Description

In a judgment handed down on March 16, 2016 (case file no. I SA/Gl 1220/15), the Provincial Administrative Court in Gliwice held that a positive value of goodwill earned as a result of the sale of an enterprise [Polish: przedsiębiorstwo] is a property right and, for this reason, just like any other assets, it is subject to the tax on civil law transactions (PCC) levied on the purchase agreement.
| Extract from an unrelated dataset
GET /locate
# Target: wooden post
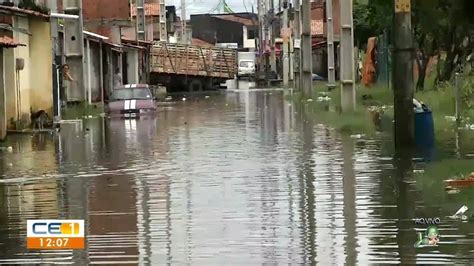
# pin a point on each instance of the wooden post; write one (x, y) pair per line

The taxpayer involved in the case argued that goodwill was merely a specialist term (used in balance sheets and tax parlance) and did not amount per se to a property right, because it apparently did not have features characteristic of property rights, in that it could not independently constitute a subject matter of a legal transaction or a civil law dispute between parties to the legal transaction. Consequently, the goodwill assessed for accounting and/or CIT purposes should not be subject to PCC, as it does not constitute a property right expressly listed in the applicable statutory regulations as one subject to PCC. The court did not agree with the taxpayer’s argumentation and dismissed his appeal. When orally providing the statement of grounds for the judgment, the court stressed that positive goodwill has the nature of a property right, because it constitutes a quantifiable value, is inextricably attached to the enterprise and can be disposed of as a constituent part of the enterprise. Moreover, goodwill becomes quantifiable only if and when a prospective purchaser is able to assess its value. According to the court, positive goodwill is an asset value on intangible rights. By the same token, in the court’s estimation, assessment of the tax base should not be a problem and the difference between the value of individual assets of the enterprise listed in the purchase agreement and the price charged by the seller will become the tax base for PCC taxation.

Comment

The tax base for PCC purposes in the case of sale of an enterprise has been a notoriously controversial problem. One of the most essential issues is whether or not to include goodwill in the tax base, considering that goodwill is neither a thing nor a property right (in terms of civil law) but an accounting and tax term denoting the difference between the purchase price of the enterprise and the net fair value of all assets purchased, where the latter is lower than the former. Despite worthy arguments cited to support the thesis that no PCC will apply to positive goodwill, in the present case the court chose a pro-fiscal interpretation of the PCC Act, thereby following in the footsteps of other administrative courts in similar cases. Hopefully, in the written statement of grounds the court will provide exhaustive argumentation on why it decided to treat goodwill as a property right, unlike previous judgments in similar cases. Notwithstanding the foregoing, a taxpayer intending to purchase an enterprise or an organized part of an enterprise must factor in the risk of having to pay PCC on goodwill or carefully structure the transaction so as to minimize its tax exposure.